Gold prices were consolidating during Thursday European morning trading, holding below the 28-month highs reached in the previous session but poised for further gains, traders said.
The market continues to benefit from the influx of safe-haven investment flows in the wake of the UK vote to exit the EU, which has led to heightened uncertainty over global economic prospects and increased risk aversion.
Given that the short-to-medium-term outlook will remain uncertain, gold has the fundamental support to underpin advances allied to constructive technicals – the overhead target is the psychological $1,400 level.
Spot gold was indicated at $1,366.50/1,366.80 per ounce, down just $0.50 from yesterday, when prices peaked at $1,375.25.
In wider markets, the mood was better – the UK FTSE 100 share index was up some 1.3 percent, reversing yesterday’s losses, while sterling was a steadier 1.2980 against the dollar, having climbed from 31-year lows.

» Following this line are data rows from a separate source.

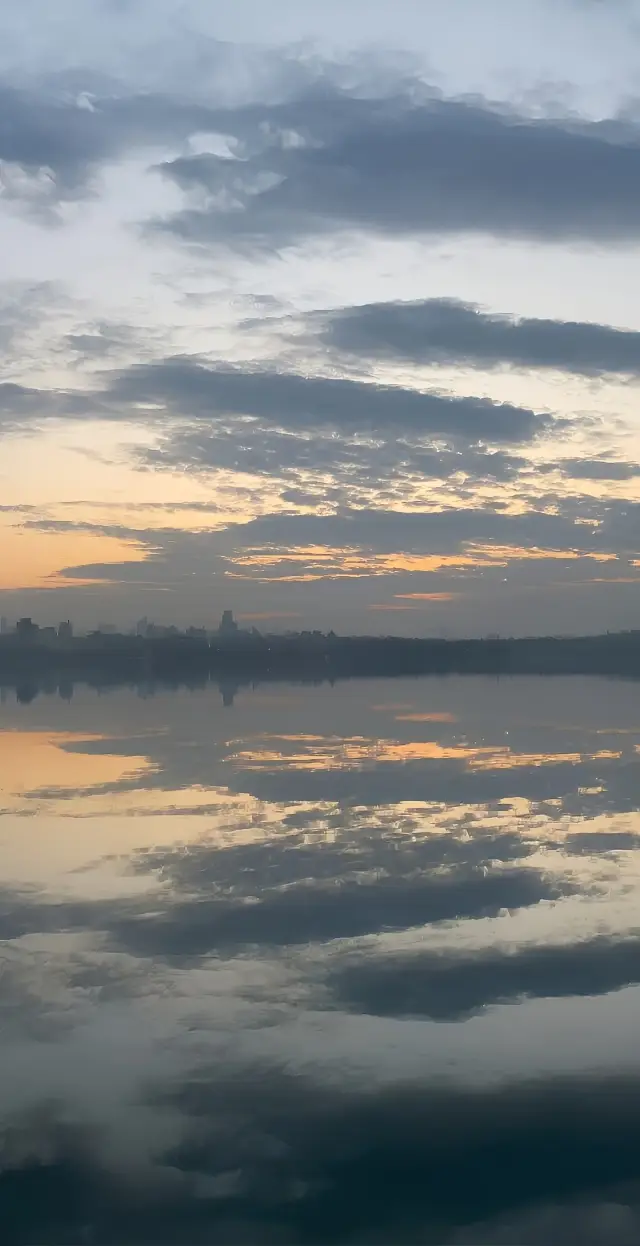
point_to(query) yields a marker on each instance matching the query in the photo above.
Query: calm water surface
(324, 965)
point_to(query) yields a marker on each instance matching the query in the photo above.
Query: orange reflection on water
(336, 753)
(46, 761)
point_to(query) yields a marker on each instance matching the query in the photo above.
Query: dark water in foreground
(333, 965)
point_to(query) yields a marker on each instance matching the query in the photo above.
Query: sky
(321, 313)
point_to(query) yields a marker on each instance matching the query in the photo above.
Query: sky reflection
(260, 960)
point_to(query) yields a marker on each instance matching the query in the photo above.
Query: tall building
(228, 624)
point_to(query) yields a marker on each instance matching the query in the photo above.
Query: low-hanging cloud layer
(298, 304)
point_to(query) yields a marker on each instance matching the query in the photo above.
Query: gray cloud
(59, 132)
(462, 334)
(409, 163)
(598, 469)
(446, 986)
(263, 1154)
(295, 403)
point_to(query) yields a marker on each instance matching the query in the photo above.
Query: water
(324, 965)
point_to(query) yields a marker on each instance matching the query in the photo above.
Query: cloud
(462, 334)
(448, 986)
(407, 163)
(598, 469)
(299, 403)
(57, 132)
(264, 1154)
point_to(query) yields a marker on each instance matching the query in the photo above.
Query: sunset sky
(328, 313)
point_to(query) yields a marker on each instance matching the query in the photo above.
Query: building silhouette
(228, 624)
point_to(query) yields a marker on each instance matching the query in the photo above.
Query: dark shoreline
(108, 661)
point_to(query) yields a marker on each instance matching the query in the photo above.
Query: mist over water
(352, 963)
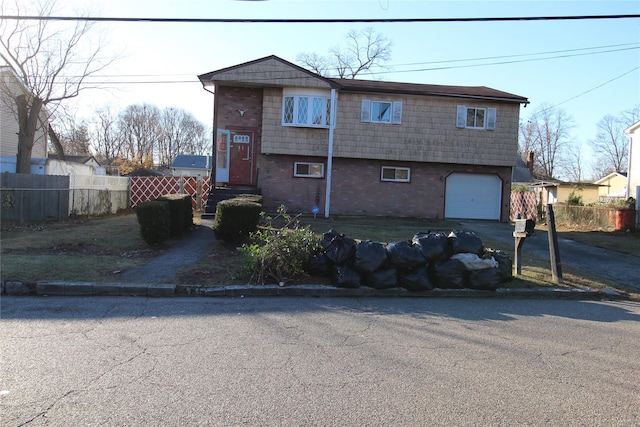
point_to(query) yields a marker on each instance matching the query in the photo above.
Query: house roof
(475, 92)
(74, 159)
(611, 175)
(185, 161)
(146, 172)
(558, 183)
(373, 86)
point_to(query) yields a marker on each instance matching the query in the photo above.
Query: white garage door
(473, 196)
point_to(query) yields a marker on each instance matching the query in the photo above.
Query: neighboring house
(555, 191)
(633, 173)
(521, 173)
(189, 165)
(358, 147)
(9, 127)
(612, 185)
(74, 165)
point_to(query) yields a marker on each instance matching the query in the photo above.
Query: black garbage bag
(338, 247)
(487, 279)
(370, 256)
(405, 255)
(505, 265)
(382, 279)
(465, 242)
(450, 274)
(415, 280)
(434, 246)
(345, 276)
(319, 265)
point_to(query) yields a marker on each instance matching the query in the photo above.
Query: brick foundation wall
(358, 190)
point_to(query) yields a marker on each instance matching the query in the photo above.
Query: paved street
(77, 361)
(616, 266)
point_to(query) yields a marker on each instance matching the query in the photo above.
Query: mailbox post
(523, 229)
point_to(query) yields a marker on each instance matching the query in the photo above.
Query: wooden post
(517, 261)
(554, 252)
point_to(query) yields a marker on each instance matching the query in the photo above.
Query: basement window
(393, 174)
(308, 170)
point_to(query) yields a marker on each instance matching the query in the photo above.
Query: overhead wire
(313, 20)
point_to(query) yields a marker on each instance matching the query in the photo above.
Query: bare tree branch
(365, 51)
(50, 61)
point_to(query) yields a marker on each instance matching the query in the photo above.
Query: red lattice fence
(145, 188)
(524, 204)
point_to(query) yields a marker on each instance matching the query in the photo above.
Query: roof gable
(267, 71)
(276, 72)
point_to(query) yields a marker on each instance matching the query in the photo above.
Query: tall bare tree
(548, 133)
(51, 60)
(106, 136)
(574, 166)
(140, 129)
(180, 134)
(610, 144)
(365, 51)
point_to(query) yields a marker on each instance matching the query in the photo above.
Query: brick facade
(427, 141)
(358, 190)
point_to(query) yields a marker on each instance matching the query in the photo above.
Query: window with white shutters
(306, 110)
(475, 118)
(381, 111)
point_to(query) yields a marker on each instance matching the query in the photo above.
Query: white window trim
(489, 118)
(395, 116)
(296, 94)
(310, 164)
(382, 178)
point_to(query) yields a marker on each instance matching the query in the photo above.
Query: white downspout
(332, 126)
(629, 193)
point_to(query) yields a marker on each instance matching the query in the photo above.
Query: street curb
(239, 291)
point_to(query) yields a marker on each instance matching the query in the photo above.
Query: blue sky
(588, 68)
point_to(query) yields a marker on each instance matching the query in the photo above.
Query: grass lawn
(99, 249)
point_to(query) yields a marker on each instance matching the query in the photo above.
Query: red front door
(241, 170)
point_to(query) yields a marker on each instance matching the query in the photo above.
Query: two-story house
(10, 87)
(358, 147)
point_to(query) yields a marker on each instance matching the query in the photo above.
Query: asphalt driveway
(621, 268)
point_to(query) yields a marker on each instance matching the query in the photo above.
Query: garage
(473, 196)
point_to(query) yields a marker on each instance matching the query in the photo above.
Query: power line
(524, 54)
(314, 21)
(593, 88)
(634, 47)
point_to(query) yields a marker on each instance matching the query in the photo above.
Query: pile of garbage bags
(454, 260)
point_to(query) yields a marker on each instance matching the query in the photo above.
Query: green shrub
(155, 221)
(251, 197)
(574, 199)
(181, 212)
(277, 254)
(236, 219)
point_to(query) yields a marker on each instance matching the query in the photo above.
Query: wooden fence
(34, 198)
(145, 188)
(98, 194)
(41, 198)
(525, 204)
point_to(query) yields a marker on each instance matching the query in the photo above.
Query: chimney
(530, 162)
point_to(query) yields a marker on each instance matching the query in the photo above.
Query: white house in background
(633, 174)
(612, 185)
(190, 165)
(74, 165)
(9, 128)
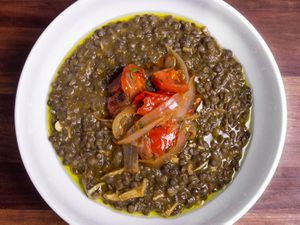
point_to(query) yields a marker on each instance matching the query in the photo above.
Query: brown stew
(151, 114)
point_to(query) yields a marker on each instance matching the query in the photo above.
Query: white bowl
(231, 30)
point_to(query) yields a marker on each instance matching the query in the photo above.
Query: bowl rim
(277, 76)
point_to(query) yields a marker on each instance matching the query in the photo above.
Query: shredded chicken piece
(169, 211)
(137, 192)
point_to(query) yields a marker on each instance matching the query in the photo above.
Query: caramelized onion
(181, 63)
(157, 116)
(188, 99)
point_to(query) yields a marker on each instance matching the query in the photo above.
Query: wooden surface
(21, 22)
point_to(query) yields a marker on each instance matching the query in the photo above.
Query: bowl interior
(231, 30)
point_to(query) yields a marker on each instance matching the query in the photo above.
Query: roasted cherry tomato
(133, 80)
(150, 100)
(169, 80)
(161, 138)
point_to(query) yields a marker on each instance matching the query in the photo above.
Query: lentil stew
(150, 114)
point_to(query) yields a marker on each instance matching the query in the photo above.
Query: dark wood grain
(21, 23)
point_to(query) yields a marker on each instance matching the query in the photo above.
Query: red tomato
(161, 138)
(150, 101)
(169, 80)
(133, 80)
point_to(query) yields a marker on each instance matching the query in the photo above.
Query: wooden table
(21, 23)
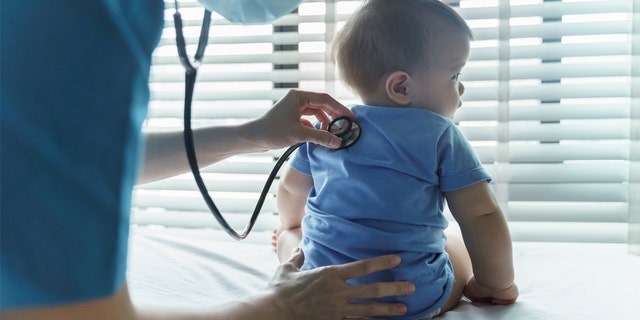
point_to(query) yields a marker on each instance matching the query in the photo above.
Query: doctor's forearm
(165, 155)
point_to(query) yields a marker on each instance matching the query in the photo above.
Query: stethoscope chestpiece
(347, 130)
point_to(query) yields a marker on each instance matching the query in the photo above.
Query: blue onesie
(385, 195)
(74, 94)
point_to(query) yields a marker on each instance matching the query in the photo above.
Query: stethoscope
(346, 129)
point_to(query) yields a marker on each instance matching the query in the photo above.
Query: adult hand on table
(324, 294)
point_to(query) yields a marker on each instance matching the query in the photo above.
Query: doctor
(74, 93)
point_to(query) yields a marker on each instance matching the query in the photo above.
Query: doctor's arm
(281, 126)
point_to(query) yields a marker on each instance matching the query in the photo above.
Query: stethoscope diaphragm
(346, 129)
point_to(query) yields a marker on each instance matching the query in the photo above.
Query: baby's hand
(479, 293)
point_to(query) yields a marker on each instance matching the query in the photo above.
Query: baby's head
(387, 36)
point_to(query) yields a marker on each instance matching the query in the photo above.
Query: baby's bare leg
(287, 240)
(462, 269)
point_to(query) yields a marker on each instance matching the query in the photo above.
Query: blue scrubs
(74, 93)
(384, 195)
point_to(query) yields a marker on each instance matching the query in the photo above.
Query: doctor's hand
(323, 293)
(284, 124)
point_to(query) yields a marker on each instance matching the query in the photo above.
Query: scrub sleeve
(74, 93)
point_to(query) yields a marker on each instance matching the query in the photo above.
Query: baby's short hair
(384, 36)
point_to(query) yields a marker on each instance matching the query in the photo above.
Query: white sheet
(198, 268)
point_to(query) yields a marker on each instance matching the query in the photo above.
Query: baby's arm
(293, 190)
(486, 236)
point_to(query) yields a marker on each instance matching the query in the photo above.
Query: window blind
(547, 107)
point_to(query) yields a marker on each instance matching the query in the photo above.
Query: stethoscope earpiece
(347, 130)
(344, 128)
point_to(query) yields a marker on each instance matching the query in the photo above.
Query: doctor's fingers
(313, 101)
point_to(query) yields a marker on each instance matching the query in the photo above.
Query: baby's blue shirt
(385, 195)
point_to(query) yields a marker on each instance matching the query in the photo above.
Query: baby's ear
(397, 87)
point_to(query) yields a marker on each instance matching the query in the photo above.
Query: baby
(386, 194)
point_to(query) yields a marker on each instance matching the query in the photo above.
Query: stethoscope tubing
(191, 71)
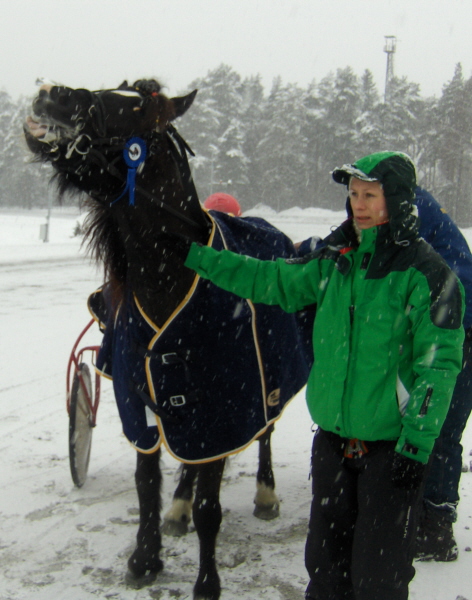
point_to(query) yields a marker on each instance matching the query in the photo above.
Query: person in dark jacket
(387, 342)
(441, 496)
(435, 540)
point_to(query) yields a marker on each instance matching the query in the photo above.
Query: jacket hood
(396, 173)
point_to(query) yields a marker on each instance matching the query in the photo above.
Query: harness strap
(162, 414)
(168, 358)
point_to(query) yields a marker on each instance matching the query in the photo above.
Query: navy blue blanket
(219, 371)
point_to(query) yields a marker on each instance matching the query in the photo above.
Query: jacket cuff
(194, 256)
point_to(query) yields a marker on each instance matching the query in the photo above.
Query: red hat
(224, 203)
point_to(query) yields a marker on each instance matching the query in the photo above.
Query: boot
(435, 538)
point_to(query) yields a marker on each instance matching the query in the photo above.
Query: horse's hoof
(136, 582)
(266, 512)
(207, 588)
(174, 528)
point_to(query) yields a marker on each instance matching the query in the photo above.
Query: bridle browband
(178, 147)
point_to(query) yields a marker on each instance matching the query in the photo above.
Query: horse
(194, 369)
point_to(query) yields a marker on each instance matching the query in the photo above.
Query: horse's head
(84, 134)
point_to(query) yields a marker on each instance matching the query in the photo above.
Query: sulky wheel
(80, 428)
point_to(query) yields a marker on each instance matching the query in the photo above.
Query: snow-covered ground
(58, 542)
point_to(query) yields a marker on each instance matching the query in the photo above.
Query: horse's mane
(104, 245)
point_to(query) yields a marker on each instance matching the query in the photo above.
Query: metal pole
(48, 216)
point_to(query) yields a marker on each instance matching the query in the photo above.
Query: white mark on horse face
(127, 93)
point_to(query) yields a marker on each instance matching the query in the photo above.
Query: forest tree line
(279, 148)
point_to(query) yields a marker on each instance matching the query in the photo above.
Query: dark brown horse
(120, 148)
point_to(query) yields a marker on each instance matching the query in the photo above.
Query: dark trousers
(442, 484)
(362, 529)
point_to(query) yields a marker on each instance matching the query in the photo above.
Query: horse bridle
(179, 150)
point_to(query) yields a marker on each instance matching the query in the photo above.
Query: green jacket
(387, 336)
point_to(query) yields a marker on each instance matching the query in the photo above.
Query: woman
(387, 342)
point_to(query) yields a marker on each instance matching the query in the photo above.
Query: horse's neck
(155, 273)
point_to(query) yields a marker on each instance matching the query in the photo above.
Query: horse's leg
(144, 563)
(207, 519)
(178, 517)
(266, 501)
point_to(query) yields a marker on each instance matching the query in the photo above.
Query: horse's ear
(183, 103)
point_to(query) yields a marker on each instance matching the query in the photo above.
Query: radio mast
(389, 49)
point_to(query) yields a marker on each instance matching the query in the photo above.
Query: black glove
(407, 474)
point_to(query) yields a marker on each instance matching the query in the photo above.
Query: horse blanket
(219, 371)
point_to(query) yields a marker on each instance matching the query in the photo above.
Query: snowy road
(61, 543)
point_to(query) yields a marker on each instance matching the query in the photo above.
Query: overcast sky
(98, 43)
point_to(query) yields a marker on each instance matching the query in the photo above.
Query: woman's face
(368, 203)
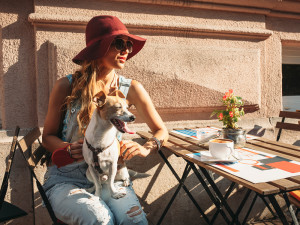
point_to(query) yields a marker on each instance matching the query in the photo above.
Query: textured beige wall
(18, 104)
(196, 50)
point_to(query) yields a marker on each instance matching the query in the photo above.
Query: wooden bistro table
(181, 145)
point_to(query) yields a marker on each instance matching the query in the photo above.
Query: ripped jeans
(72, 204)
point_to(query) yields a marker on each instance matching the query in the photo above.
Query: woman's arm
(140, 98)
(53, 120)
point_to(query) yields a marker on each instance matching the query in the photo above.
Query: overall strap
(124, 85)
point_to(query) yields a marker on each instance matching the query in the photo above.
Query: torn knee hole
(76, 191)
(134, 211)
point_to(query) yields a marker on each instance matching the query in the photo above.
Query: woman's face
(115, 59)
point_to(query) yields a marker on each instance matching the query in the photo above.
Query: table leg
(219, 194)
(290, 207)
(278, 209)
(241, 206)
(181, 184)
(228, 192)
(250, 208)
(211, 196)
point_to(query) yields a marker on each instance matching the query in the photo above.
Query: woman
(109, 45)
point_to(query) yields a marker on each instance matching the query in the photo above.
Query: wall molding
(79, 22)
(268, 8)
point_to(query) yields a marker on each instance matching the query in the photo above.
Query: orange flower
(221, 116)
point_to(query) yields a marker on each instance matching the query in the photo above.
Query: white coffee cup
(221, 148)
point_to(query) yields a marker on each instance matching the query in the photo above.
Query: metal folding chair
(9, 211)
(33, 156)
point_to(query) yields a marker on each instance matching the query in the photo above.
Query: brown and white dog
(101, 149)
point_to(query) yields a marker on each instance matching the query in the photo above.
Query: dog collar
(95, 152)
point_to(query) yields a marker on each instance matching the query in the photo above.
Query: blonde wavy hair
(84, 87)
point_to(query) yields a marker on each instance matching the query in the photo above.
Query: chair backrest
(288, 126)
(33, 156)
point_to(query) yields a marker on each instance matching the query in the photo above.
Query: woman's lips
(122, 59)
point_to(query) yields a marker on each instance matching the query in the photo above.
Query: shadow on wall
(175, 98)
(18, 81)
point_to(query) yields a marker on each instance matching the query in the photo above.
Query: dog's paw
(120, 193)
(126, 182)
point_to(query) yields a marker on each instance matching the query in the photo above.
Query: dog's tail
(136, 175)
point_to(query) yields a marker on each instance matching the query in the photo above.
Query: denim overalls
(66, 186)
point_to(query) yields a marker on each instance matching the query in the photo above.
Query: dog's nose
(132, 118)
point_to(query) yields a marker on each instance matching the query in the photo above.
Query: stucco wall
(195, 51)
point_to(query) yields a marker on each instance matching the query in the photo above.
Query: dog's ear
(100, 99)
(117, 93)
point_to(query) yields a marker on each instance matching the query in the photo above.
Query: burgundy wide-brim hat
(100, 33)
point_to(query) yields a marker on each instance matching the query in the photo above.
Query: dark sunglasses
(121, 45)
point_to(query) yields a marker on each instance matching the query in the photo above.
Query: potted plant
(230, 116)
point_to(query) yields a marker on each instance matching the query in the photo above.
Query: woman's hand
(129, 149)
(75, 150)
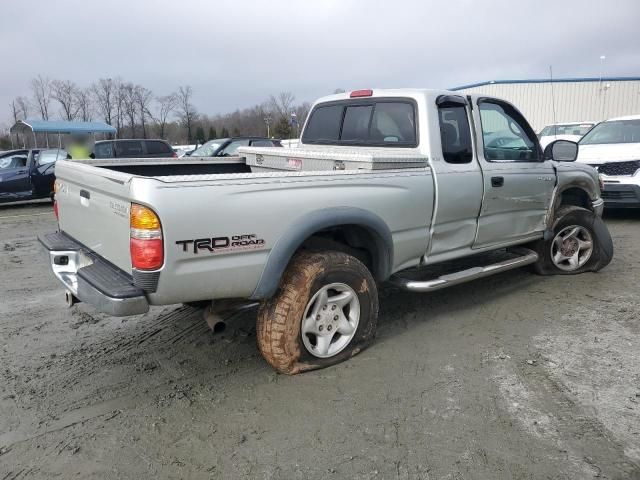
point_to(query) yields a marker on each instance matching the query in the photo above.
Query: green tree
(199, 135)
(282, 128)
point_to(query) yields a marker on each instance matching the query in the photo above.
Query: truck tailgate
(93, 208)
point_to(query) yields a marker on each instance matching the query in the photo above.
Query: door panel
(518, 186)
(458, 180)
(14, 174)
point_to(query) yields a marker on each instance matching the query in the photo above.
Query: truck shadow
(24, 205)
(621, 214)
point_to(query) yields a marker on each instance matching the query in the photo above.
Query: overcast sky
(235, 53)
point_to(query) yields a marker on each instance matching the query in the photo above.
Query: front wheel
(325, 312)
(581, 242)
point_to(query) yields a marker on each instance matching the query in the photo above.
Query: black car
(227, 147)
(132, 149)
(28, 174)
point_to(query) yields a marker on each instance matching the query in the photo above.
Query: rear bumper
(92, 279)
(621, 195)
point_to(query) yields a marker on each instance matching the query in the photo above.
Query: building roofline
(547, 80)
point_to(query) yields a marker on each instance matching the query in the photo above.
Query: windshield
(572, 129)
(209, 148)
(616, 131)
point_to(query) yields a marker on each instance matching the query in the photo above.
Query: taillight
(147, 251)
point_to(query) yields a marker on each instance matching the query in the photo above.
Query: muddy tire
(580, 243)
(324, 312)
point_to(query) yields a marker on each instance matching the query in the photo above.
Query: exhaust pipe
(217, 313)
(70, 299)
(213, 318)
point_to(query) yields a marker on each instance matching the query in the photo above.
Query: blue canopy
(61, 126)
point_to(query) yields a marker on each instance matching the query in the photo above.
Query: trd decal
(222, 244)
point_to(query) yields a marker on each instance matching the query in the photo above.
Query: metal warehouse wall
(574, 100)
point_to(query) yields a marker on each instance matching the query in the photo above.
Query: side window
(103, 150)
(50, 156)
(129, 148)
(232, 148)
(356, 123)
(16, 161)
(393, 122)
(156, 148)
(455, 134)
(324, 124)
(506, 135)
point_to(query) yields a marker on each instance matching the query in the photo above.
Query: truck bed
(163, 167)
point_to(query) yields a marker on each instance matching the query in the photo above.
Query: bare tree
(166, 105)
(14, 110)
(282, 104)
(64, 92)
(41, 88)
(186, 110)
(144, 96)
(119, 101)
(104, 95)
(83, 102)
(20, 108)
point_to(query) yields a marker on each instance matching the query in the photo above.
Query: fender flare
(304, 227)
(557, 197)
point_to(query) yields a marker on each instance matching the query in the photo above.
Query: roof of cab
(627, 117)
(390, 92)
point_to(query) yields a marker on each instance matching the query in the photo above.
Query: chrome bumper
(91, 279)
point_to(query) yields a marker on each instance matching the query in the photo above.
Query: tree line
(137, 112)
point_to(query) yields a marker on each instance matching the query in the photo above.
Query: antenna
(553, 102)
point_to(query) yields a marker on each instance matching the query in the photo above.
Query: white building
(575, 99)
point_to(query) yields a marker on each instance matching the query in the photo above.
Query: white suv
(613, 148)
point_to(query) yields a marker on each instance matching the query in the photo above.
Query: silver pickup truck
(386, 186)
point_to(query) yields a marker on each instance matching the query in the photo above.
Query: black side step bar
(525, 257)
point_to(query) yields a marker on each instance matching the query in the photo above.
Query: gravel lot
(515, 376)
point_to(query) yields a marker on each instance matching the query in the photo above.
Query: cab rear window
(375, 122)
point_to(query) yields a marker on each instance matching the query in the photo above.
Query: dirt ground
(512, 377)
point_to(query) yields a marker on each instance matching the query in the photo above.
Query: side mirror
(561, 151)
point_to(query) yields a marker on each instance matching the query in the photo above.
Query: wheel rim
(571, 248)
(330, 320)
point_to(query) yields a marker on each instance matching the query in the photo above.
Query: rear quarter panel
(266, 207)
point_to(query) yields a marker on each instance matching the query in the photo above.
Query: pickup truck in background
(28, 174)
(397, 186)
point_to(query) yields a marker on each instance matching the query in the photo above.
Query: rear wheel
(325, 312)
(581, 242)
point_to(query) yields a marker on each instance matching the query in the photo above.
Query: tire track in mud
(545, 397)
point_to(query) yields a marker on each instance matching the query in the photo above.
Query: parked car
(613, 149)
(371, 195)
(28, 174)
(228, 147)
(573, 131)
(182, 150)
(133, 149)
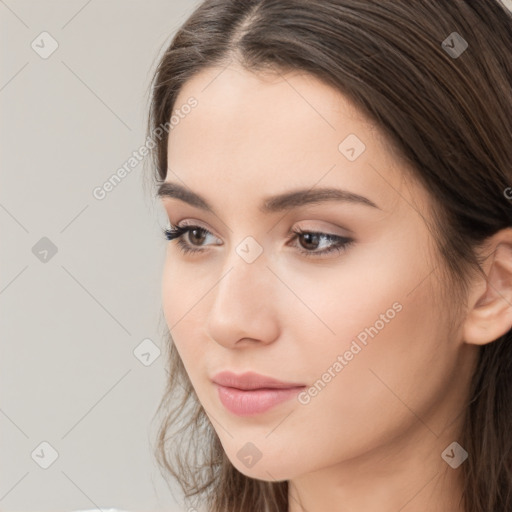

The greenback was also steadier at around 1.1085 against the euro. Overnight, the release of the Federal Reserve’s June meeting minutes showed that most Fed members were cautious about adjusting interest rates following poor US labour data and the UK referendum.
On the data side today, the focus moves towards US employment figures ahead of Friday’s June non-farm payrolls report. The US Challenger job cuts, ADP non-farm employment change, weekly unemployment claims and crude oil inventories are due later.
In other metals, silver was looking to consolidate above the $20 level, holding at $20.08/20.10 per ounce, an eight-cent loss.
Similarly in the PGMs, platinum was marking time after running up one-year highs of $1,091 on Wednesday. It was indicated at $1,083/1,090 per ounce, a $3.50 loss, while palladium stood at $606/614, a $1.50 loss.